5 things Dads can do on Children’s Mental Health Week  

By Lauren Seager-Smith 

Children’s Mental Health Week is taking place on 7-13 February 2022. The theme is Growing Together with a focus on overcoming challenges and setbacks.  Place2Becordinate the week, and they have developed a wealth of free resources to support parents and carers to get involved.  

Developing a growth mindset. 

You may have heard about the advantages of having a ‘growth mindset’. Stanford professor Carol Dweck was fascinated by the difference a growth mindset can have on life outcomes.  She studied 330 children aged eleven or twelve and asked them questions to determine who had a growth mindset, and who had a fixed mindset. The children with a growth mindset didn’t blame themselves when they failed at a task.  They saw it as a challenge to overcome.  Whereas those with a fixed mindset limited their abilities and saw little point in trying.  If you have a fixed mindset, you believe your abilities are fixed and you can’t change the outcome. In her book, ‘Mindset’ Dweck shares how important it is to praise our children’s efforts rather than getting fixated on results. When we praise our children’s efforts, they understand that they have agency and that there is always room to grow.  So how can Dads grow together with their child this Children’s Mental Health Week? 

1. Forgive yourself

We’re all juggling a million and one things every day. Being a Dad, a partner, a friend, a son, a colleague, an employee, an employer. It’s tough and it’s okay not to be okay.  It’s okay to drop the ball. Help your child understand that we all make mistakes and that’s okay. Your child doesn’t need you to be perfect, and you understand that they aren’t perfect. Show them that it’s okay to make mistakes as long as we own them and move forward. In the words of Stephen Gerrard, ‘Failure helps you to become better.  Analyse, reflect, work out how and why – and go again.’. 

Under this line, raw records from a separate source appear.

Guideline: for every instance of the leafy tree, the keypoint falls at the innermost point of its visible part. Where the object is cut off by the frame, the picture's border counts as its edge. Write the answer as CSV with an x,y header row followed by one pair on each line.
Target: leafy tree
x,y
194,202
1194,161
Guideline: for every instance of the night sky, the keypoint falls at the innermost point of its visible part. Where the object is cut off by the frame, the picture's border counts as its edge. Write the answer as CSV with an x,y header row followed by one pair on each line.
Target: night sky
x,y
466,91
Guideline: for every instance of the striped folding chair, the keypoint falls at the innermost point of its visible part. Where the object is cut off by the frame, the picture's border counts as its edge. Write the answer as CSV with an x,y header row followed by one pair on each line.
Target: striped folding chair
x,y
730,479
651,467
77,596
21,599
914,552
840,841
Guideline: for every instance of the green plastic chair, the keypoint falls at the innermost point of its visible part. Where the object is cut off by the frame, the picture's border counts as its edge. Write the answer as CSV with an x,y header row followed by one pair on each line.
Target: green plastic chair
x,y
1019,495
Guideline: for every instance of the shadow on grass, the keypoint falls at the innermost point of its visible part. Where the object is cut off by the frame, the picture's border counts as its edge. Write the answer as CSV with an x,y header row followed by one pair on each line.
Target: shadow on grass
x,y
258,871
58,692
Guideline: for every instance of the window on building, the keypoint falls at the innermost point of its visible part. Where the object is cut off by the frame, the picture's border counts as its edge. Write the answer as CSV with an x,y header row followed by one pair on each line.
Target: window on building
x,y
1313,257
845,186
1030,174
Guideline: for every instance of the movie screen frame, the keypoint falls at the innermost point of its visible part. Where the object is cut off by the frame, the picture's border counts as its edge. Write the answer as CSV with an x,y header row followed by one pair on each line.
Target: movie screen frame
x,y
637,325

2. What do plants need to grow?

What do plants need to grow? Air, water, light, sustenance. The same goes for people. We can’t run on empty. We need the right conditions to meet our full potential. Help your child develop healthy habits for life that set them up for growth. Model a balance of work, rest and play in your family life. See  5 ways to look after your mental health as a busy dad (musicfootballfatherhood.com).  

3. Help your child reflect on their journey

There is so much they have already overcome.   Ability is not limited to good grades or making the team. Life throws up different challenges, and we need a range of life skills and different types of intelligence. You could draw a timeline together and share the challenges you have both overcome and what has helped. With younger children you could encourage them to be their own superhero, designing a cape or a shield with all their powers and strengths. Help them think about who they are, to write down or draw those qualities and stick them up as daily reminders. For example, ‘I am kind’, ‘I am brave’, ‘I think of others’, ‘I’m not afraid to try new things’, ‘I never give up’.  

4. Plan out how you’ll overcome obstacles – together

In ‘High Performance – Lessons from The Best on Becoming Your Best’ by Jake Humphrey and Prof Damian Hughes, they talk about the power of the word ‘yet’.  They suggest whenever you find yourself thinking a problem is insurmountable, ‘try adding the word ‘yet’. For instance, I can’t do this Maths problem ‘yet’. I can’t run a 5K ‘yet’.  I can’t get that job I want ‘yet’. Nothing is fixed. There is always more to learn, more to experience, and room to grow. Michael Jordan famously said, ‘I’ve missed more than 9000 shots in my career. I’ve lost almost 300 games. 26 times, I’ve been trusted to take the game winning shot and missed. I’ve failed over and over and over again in my life. And that is why I succeed.’  

5. Have a plan to get unstuck

We all have days when we feel like everything has gone wrong.  Come up with an ‘It’s going to be okay’ plan with your child, or as a family. You could even make an emergency box, with lots of reminders. Include things or activities that make you feel better. It could be the recipe for a favourite meal you like to make together, a playlist of songs that pick you up, positive affirmations and quotes and post-it notes of things you’re proud of. It might be films or tv series that make you feel good, a book that makes you hopeful, or a place you like to go to clear your head.